I can’t lie – today, my morning run sucked. It was humid already at 7:30, I was tired and my feet didn’t want to move. I barely trudged up the hills past my house. I cut the run short at a random street corner where a flock of third graders with thick plastic lunchboxes twittered to each other about summer.
I don’t know why today it was so hard to be thankful for nature, why I had to force myself to name things that are beautiful: lavender growing wild by a mailbox, the splash of a turtle slipping into the pond, the cheerful gossip of the birds. I usually know how to name those things, how to count those one thousand gifts. I usually know how to run with hands outstretched in joy.
I’m glad that it was hard this morning.
Maybe that makes me crazy – after all, who wishes for praise to be more difficult? – and I admit, I don’t really know why I think it’s such a good thing. But as someone who wants to spend her life holding beauty up to others as an offering? I think I have to learn how when the running is uphill and my mood is foul and nothing seems worth praising.
We are called to praise, Preston. All of us. Some of us praise by what we build in words and with two by four planks of wood. Some of us praise by the proofs we discover and the dinner parties we host. Some of us praise by sitting next to the seven year old while they throw up or solve division problems and some of us by prayer in a monastery in rural Kentucky.
It is not optional.
I believe that more now, having run down a street filled with beauty and wanted nothing to do with it. I felt for the first time the real tug of resistance, the tug of, “Oh, come on, it’s just a flower and a mailbox, it’s just birds, it’s just the morning, and who cares, really.” I wanted to say that to God this morning, to laugh that He spends His delight on something as un-spectacular as turtles in a pond.

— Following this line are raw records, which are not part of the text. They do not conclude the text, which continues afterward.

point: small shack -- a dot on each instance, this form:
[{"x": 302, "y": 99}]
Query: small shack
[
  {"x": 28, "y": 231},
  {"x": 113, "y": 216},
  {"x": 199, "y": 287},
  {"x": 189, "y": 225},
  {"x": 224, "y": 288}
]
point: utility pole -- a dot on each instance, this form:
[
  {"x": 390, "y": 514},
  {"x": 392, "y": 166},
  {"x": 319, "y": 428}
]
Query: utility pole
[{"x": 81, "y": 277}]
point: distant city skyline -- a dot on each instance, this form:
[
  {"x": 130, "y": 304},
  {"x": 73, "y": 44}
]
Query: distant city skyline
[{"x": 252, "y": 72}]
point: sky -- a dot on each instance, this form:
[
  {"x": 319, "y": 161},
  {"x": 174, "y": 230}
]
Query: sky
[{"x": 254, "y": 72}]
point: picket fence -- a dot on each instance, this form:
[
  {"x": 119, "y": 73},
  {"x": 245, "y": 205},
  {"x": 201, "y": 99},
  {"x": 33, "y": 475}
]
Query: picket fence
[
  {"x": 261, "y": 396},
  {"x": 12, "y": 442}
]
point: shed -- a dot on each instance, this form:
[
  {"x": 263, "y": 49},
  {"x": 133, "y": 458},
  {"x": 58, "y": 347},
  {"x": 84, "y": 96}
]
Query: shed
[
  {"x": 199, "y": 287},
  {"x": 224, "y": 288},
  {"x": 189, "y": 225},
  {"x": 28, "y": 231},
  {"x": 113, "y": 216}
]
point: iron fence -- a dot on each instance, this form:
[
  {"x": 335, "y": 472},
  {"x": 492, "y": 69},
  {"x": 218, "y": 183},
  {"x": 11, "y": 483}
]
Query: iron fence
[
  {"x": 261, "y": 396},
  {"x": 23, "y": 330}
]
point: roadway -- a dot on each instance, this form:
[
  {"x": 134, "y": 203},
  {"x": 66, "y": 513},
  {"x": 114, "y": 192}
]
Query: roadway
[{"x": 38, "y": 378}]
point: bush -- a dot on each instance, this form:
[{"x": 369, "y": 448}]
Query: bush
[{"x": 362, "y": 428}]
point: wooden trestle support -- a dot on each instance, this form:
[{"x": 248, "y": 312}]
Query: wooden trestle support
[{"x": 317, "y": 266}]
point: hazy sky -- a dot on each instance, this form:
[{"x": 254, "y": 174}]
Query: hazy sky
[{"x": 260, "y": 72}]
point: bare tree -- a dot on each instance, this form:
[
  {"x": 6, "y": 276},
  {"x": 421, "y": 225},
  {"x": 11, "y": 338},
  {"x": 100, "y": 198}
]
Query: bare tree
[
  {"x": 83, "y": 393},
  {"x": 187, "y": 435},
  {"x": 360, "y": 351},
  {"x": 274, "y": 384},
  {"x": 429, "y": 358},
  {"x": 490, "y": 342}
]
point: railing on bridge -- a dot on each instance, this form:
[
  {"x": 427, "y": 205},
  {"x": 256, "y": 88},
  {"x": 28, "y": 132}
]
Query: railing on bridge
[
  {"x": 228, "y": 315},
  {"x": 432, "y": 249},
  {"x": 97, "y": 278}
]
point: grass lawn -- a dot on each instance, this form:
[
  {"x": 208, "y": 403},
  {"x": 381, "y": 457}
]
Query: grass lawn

But what I will miss if I disobey His call to delight! I’m going to miss turtles in a pond and lavender by a mailbox and mismatched stones catching the sun in Italy. I’m going to miss sitting at my kitchen table drinking good coffee, singing praise for the world.
It was good for me to forget how to sing praise for a morning. It was good to resent it, if only to feel more the call to love what He has made. Maybe it is G.K. Chesterton, after all, Preston:
“But perhaps God is strong enough to exult in monotony. It is possible that God says every morning, “Do it again” to the sun.; and every evening, “Do it again” to the moon. It may not be automatic monotony that makes all daisies alike; it may be that God makes every daisy separately, but has never gotten tired of making them. It may be that He has the eternal appetite of infancy; for we have sinned and grown old, and our Father is younger than we.”
Today, may the delight of God in this world overwhelm you with the desire to put words to your praises.